Respondents from 21 programs (23%) indicated that MLE was taught by a single individual, and respondents from 69 programs (77%) indicated that the subject was team-taught at their institution. The subject was taught by at least one school-based faculty member in all but two institutions, where a volunteer faculty member was in charge of the coursework. Twenty-seven of the 69 team-based respondents (39%) indicated they use nonschool-based faculty members in the course, with 11 respondents listing volunteer faculty members, and 16 listing pharmacy residents; other team members included PhD students, fellows, librarians, and school of medicine faculty members.
Sixty-six team-taught respondents provided a description of the team structure and member roles. The thematic analysis for these responses focused on identification of broad categories for team members. Thirty-one respondents (47%) described a team of 2-4 individuals (n = 27) or an unknown number of individuals (n=4) who individually taught distinct components (eg, biostatistics, epidemiology) of the course; in this theme there was no mention of guest lecturers. Thirteen respondents (20%) indicated that the majority of the content was taught or coordinated by 1-2 team members (n=11) or an unknown number of team members (n=2) with some content taught by guest lecturers. Eight respondents (12%) described a model where virtually all material was taught by one or two individuals, with other team members used to facilitate small group learning sessions. The remaining 14 respondents (21%) did not provide enough information to determine how many team members there were nor the roles played by those team members. Twenty-two respondents (33%) reported break-out or small group sessions facilitated by team members. Six respondents (9%) specifically mentioned participation in the course by drug information service pharmacists, residents, or fellows. Kappas for the team analysis themes between coders and verifier ranged from 0.65 to 0.86, with the exception of participation in the course by drug information service personnel, which was 0.49.
Nine of 21 program instructors who did not identify their course as team-taught provided information indicating that other courses helped with MLE skill building. Specifically, four respondents noted that students did MLE skill-building exercises in a corresponding therapeutics or pharmacy practice laboratory. Thus, even though these nine respondents did not perceive themselves as part of a team, some did rely on faculty members in other classes to aid in student MLE skill-building.
All 90 respondents answered the question, “What percent of class time is devoted to active-learning strategies?” The response frequency is listed in Table 3. There was no correlation between the extent of active learning used and the class size (p=0.92), the number of years the instructor had taught the course (p=0.94), or the number of years since the school had admitted the first class (p=0.27).
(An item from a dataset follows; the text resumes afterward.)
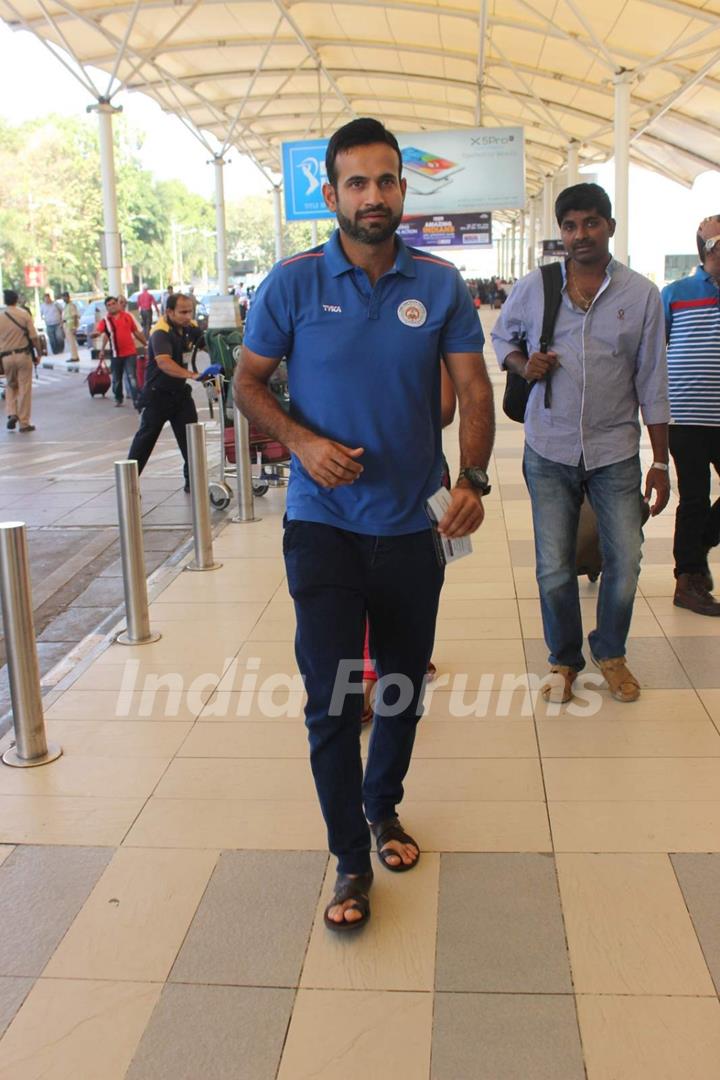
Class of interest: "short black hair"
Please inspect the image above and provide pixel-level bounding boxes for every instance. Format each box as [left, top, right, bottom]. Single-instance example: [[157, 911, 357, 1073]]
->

Use of Active-Learning Methods
Regarding what active-learning methods were used to engage students in evaluating the medical literature, only four respondents did not list any active-learning methods, and a fifth respondent indicated active learning was used but did not list specific methods. Thirty-seven (41%) respondents mentioned some exercise involving student small groups or teams. Twenty-five (28%) respondents listed problems, activities, exercises, assignments, or discussions, with no further elaboration of what these entailed. Sixteen (18%) respondents described in-class writing activities or verbal responses to questions posed by the presenter or during breakout sessions. Active-learning methods mentioned by more than one respondent are listed in Table 4. Active-learning methods listed by single respondents include development of concept maps, information mastery hunting tool exercise, buzz groups, brainstorming, brain dump, use of de Bono’s 6 Hats Theory to dissect studies,29 process-oriented guided inquiry, teach-back, muddiest point, Jeopardy, plagiarism/improper citing activity, required visit to a drug information center, and a “mythbusters” assignment. Description of many of these learning methods are provided in Appendix 1.
Active Learning Methods
Course-related resources used (multiple responses to this question were allowed) included a physical textbook in 35 (39%) programs, an electronic textbook in 41 (46%) programs, a published review article or series of articles in 57 (63%) programs, and a course packet developed by the faculty member in 52 (58%) programs. Additional resources included primary literature, noted by nine respondents, and web-based resources noted by four respondents, with one respondent indicating self-made videos loaded onto YouTube. Two respondents also noted use of slide sets as resources.
Assessment methods listed by respondents are outlined in Table 5. There was no association between the type of assessment used and either the class size (p=0.67) or the number of years the instructor had been teaching the course (p=0.70).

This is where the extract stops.